Expand your DevOps knowledge with our guides on mobile CI/CD with Fastlane and mobile DevOps best practices.

Frequently Asked Questions About Mobile App Deployment and CI/CD

What is the difference between CI and CD in mobile app deployment?

CI (Continuous Integration) automatically builds and tests code on every commit for mobile app deployment. CD (Continuous Deployment) automatically deploys passing builds to test environments or stores. Together, mobile CI/CD provides automated app deployment automation from code commit to app store.

Why use GitHub Actions instead of other CI/CD tools?

GitHub Actions offers native GitHub integration, macOS runners essential for iOS mobile app deployment, generous free tier (2,000 Linux minutes, 200 macOS minutes monthly), extensive marketplace actions, and secrets management. It’s ideal for mobile CI/CD with app deployment automation for iOS and Android.

How do I set up iOS code signing in GitHub Actions?

Base64-encode your .p12 certificate and provisioning profile, store as GitHub secrets for mobile app deployment, create temporary keychain in workflow, import certificate with password, install provisioning profile, and clean up keychain after build. This ensures secure mobile CI/CD code signing automation.

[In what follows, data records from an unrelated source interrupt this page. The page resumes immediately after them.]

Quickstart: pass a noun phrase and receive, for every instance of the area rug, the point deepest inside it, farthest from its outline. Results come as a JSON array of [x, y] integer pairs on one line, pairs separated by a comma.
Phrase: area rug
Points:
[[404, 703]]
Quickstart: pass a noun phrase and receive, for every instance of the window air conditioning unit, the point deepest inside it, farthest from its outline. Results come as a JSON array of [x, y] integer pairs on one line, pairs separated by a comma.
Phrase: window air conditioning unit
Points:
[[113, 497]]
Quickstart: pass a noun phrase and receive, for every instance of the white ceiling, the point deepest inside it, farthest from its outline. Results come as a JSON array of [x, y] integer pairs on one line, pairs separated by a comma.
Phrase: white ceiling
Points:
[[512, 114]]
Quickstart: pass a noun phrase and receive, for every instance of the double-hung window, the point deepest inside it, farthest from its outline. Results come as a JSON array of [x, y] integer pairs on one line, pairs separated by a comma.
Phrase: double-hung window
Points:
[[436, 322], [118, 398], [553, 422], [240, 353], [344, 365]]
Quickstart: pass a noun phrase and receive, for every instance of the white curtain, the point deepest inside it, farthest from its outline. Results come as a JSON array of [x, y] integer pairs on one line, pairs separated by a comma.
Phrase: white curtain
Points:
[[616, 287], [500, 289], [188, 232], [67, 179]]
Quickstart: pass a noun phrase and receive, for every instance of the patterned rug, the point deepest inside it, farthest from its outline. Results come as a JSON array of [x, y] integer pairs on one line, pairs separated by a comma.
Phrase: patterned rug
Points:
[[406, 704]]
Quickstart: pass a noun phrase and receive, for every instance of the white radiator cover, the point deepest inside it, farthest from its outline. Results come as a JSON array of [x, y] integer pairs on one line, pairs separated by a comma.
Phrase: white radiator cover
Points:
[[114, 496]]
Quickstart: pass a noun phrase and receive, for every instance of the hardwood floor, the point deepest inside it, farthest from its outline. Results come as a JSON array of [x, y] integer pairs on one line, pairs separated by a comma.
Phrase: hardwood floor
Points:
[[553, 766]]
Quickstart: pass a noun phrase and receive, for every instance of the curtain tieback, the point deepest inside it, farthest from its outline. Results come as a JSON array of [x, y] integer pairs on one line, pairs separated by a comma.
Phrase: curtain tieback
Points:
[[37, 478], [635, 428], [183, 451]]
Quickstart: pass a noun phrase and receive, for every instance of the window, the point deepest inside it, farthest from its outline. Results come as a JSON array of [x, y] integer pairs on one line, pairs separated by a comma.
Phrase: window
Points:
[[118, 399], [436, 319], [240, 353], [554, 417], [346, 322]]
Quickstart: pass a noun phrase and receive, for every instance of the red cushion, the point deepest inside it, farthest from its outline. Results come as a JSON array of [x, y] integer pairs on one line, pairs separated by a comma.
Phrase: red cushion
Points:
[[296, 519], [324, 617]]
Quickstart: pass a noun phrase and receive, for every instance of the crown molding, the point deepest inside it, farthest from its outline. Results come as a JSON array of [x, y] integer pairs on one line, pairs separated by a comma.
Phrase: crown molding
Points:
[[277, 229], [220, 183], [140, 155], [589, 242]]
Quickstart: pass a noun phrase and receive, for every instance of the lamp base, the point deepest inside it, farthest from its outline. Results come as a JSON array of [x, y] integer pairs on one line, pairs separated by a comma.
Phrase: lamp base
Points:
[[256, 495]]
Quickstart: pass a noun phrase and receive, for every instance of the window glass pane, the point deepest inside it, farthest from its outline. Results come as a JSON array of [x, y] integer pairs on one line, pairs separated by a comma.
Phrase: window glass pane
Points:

Can I run iOS and Android mobile app deployment in parallel?

Yes, use separate jobs with different runners - macOS for iOS mobile app deployment, Linux for Android mobile CI/CD. Both can run simultaneously after JavaScript tests pass, dramatically reducing total pipeline time for app deployment automation.

How do I optimize mobile CI/CD costs?

Cache dependencies aggressively (CocoaPods, Gradle, npm), run JavaScript tests on cheap Linux runners, only trigger builds when relevant files change, use shorter timeouts to prevent hung builds, and reserve macOS runners exclusively for iOS builds to optimize mobile app deployment costs.

Essential Mobile App Deployment Insights

GitHub Actions mobile CI/CD workflows with proper caching can reduce iOS build times by 60% - from 15 minutes to 6 minutes - through CocoaPods and derived data caching.

macOS runners cost 10x more than Linux ($0.08/min vs $0.008/min) - running JavaScript tests on Linux before mobile app deployment saves 90% on compute costs.

Automated mobile app deployment with GitHub Actions typically catches 30-40% more bugs than manual testing through consistent automated test execution in mobile CI/CD pipelines.